- Born: Edith Scott February 18, 1918 Madisonville, Texas, U.S.
- Died: July 1, 2018 (aged 100) Terrell Hills, Texas, U.S.
- Occupations: Civic leader; philanthropist;
- Spouse: Walter W. McAllister Jr. ​ ​(m. 1940)​
- Children: 4

= Edith McAllister =

American civic leader and philanthropist (1918–2018)

Edith McAllister (February 18, 1918 – July 1, 2018) was a San Antonio civic leader, philanthropist, and a founder of the Southwest School of Art in San Antonio, Texas. She was also the first woman in the United States to be a campaign chairman for United Way.

She was president of the San Antonio Art League, president of the San Antonio Museum Association, president of Women's Committee of the San Antonio Symphony, president of Cancer Therapy and Research Center (now the Mays Cancer Center at the UT Health San Antonio Cancer Center), and a founding trustee and president of the Southwest School of Art.

== Early life and education ==
McAllister was born February 18, 1918, to Rosa Wilson and Reece W. Scott in Madisonville, Texas; Edith had one older sister named Lucille. Reece W. Scott went to University of North Carolina and University of Texas Law School, and later served as a member of the Texas Bar Association. Before moving to San Antonio, Texas, her family lived in Davenport, Iowa.

When McAllister was ten years old, her family moves to San Antonio. Her father had plans to develop the Hot Wells Hotel and Spa which was unsuccessful due to the Great Depression. McAllister attended Jefferson High School in San Antonio, Texas, from 1929 to 1933. She attended University of Texas at Austin and was a member of Kappa Alpha Theta sorority. She planned to get a degree in business administration, however she did not graduate from the university because of lack of funds.

McAlliseter met her husband, Walter McAllister Jr., met in high school and both attended the University of Texas. Her husband did not complete college but became a successful banker in San Antonio; he was the son of San Antonio mayor Walter McAllister Sr.

== Philanthropy ==
McAllister herself would say that she became bored with “sitting around playing cards”, and first began volunteering with the San Antonio Junior League.
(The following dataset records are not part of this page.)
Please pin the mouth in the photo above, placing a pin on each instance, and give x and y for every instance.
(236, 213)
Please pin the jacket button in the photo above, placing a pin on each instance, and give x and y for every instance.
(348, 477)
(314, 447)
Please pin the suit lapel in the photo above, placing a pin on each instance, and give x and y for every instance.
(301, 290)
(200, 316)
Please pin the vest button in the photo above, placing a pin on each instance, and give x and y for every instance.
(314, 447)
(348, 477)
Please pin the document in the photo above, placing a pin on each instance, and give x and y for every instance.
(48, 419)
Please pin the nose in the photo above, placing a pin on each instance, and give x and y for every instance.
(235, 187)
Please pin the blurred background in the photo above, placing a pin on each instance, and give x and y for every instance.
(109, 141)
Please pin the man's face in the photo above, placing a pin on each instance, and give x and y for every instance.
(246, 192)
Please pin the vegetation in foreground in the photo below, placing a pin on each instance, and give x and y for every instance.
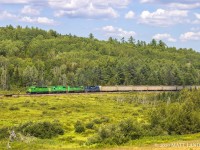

She had the support and mentor-ship of her husband's father, Walter McAllister Sr. Her efforts in Junior League expanded to fundraising for the development of Southwest Craft Center in 1972, now the Southwest School of Art and Craft, a four-year art school in San Antonio. She served as a Girl Scout leader, president of the Alamo Heights Junior School PTA, and Mistress of the Robes for the Fiesta coronation of 1965.

McAllister volunteered her time to help develop San Antonio. She served as co-chairmen of the development committee for the University of Texas at San Antonio for thirteen years to help improve demographics. In San Antonio she also served as a volunteer in the Battle of Flowers Association. McAllister was the first woman to serve on the Boy Scouts board. She helped found the Cancer Therapy and Research Center that is now a part of the UT Health and Science Center. She also helped found the Center for Medical Humanities and Ethics. She served on the Centennial Commission for UT Austin and the board for the University of Texas Marine Science Institute.

In 1972, McAllister led the San Antonio United Way Campaign. She was the first woman to hold this position and while campaign chair she helped raise $3.7 million for San Antonio and Bexar County. At one time she served on 22 boards simultaneously.

== Personal life and death ==
Edith married Walter W. McAllister Jr., who was the son of Walter W. McAllister Sr, a five-term mayor of San Antonio. Edith and Walter Jr. married on July 25, 1940, and had four children. Edith dated McAllister throughout her senior year of high school and attended college together. The couple married in Christ Episcopal Church in San Antonio, Texas. Together the couple had four children; Walter III (“Bo”), Taddy, Reagin, and Eloise. During her childhood, McAllister was influenced by her father's appreciation for ballroom dancing. She continued dancing and water skiing until she was 92.

She died July 1, 2018, in her home in Terrell Hills, Texas of congestive heart failure at the age of 100.

== Legacy ==
The Animal Rehab Facility at the University of Texas Marine Science Institute is now named after her. A building and a grant at the Southwest School of Art is named in her honor as well.

McAllister was inducted into the Texas Philanthropy Hall of Fame in 1998 by the Philanthropy in Texas magazine for her fund-raising efforts over 50 years to support numerous nonprofits including the University of Texas at San Antonio, Boy and Girl Scouts, the Cancer Therapy and Research Center (now the Mays Cancer Center at the UT Health San Antonio Cancer Center), the University of Texas Marine Science Institute, and the Southwest School of Art, among others.